Show me what you've broken

https://arbital.com/p/show_broken

by Eliezer Yudkowsky May 16 2016

To demonstrate competence at computer security, or AI alignment, think in terms of breaking proposals and finding technically demonstrable flaws in them.


See AI safety mindset. If you want to demonstrate competence at computer security, cryptography, or AI alignment theory, you should first think in terms of exposing technically demonstrable flaws in existing solutions, rather than solving entire problems yourself. Relevant Bruce Schneier quotes: "Good engineering involves thinking about how things can be made to work; the security mindset involves thinking about how things can be made to fail" and "Anyone can invent a security system that he himself cannot break. Show me what you've broken to demonstrate that your assertion of the system's security means something."


Comments

Paul Christiano

This isn't the case in modern cryptography, except perhaps for the design of ciphers. It seems at best debatable in the case of value alignment.

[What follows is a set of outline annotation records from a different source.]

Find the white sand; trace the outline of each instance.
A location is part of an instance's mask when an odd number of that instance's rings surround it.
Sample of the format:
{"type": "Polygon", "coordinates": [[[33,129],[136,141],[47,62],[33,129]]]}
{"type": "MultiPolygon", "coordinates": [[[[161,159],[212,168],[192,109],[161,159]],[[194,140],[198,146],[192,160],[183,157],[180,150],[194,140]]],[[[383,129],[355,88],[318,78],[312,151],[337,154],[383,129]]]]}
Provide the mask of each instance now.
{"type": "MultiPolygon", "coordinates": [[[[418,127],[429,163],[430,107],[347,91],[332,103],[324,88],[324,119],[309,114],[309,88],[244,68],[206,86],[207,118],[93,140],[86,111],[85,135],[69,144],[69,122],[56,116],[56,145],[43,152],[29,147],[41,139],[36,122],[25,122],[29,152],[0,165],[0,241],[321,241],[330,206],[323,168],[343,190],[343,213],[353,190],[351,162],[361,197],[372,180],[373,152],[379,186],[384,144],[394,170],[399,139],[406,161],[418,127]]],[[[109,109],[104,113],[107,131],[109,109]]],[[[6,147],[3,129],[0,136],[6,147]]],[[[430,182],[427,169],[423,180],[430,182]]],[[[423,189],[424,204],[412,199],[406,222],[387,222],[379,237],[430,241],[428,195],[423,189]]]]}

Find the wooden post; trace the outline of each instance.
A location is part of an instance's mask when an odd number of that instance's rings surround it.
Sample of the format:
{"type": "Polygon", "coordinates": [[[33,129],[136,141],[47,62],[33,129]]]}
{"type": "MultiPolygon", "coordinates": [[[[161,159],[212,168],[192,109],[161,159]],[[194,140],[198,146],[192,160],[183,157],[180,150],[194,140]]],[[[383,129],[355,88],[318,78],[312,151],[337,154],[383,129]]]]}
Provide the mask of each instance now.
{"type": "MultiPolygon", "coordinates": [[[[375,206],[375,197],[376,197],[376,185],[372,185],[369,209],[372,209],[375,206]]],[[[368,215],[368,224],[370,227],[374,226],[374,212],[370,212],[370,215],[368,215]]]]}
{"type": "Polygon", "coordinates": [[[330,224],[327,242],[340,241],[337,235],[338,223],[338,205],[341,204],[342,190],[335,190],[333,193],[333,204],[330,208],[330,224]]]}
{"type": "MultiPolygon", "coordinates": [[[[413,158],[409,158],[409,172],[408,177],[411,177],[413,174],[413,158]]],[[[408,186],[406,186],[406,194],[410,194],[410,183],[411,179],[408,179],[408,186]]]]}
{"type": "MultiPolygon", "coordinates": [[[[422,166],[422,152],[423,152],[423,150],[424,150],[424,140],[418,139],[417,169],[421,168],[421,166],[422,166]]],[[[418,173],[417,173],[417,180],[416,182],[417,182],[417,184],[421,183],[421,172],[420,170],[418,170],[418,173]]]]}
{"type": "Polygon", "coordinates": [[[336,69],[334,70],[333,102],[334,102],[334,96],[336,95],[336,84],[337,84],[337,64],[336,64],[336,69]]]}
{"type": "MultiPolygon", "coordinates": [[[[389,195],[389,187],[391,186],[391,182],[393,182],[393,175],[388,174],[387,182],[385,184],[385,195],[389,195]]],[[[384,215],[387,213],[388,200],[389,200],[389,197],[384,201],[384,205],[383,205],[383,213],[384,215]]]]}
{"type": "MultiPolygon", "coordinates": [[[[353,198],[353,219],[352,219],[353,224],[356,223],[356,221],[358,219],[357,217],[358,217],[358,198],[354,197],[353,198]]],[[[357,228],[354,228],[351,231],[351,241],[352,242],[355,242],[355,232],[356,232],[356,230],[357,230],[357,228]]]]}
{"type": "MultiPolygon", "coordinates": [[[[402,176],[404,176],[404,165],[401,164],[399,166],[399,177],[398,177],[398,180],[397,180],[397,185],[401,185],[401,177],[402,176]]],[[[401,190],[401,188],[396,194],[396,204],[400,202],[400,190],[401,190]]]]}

It seems to matter in the case of ciphers because "we couldn't break it" is generally the best result you can hope for. In most other areas (including the rest of cryptography, and value alignment) we can say much more.

Eliezer Yudkowsky

I don't understand what you mean. In computer security generally, breaking an existing system, especially one in wide use or that had been subject to previous scrutiny, is a source of great prestige and a way of demonstrating competence. This happens far more often than somebody finding a new basic mathematical flaw in a widely used cryptographic system. What did you think Bruce Schneier meant?

Paul Christiano

If you want to demonstrate competence… you should first think in terms of exposing technically demonstrable flaws in existing solutions, rather than solving entire problems yourself

(I don't know Bruce Schneier's view, I was replying to this post.)

Eliezer Yudkowsky

I'm still not clear on what you think is false / what you think is the reality. Computer security and cryptography begin by understanding how to break systems.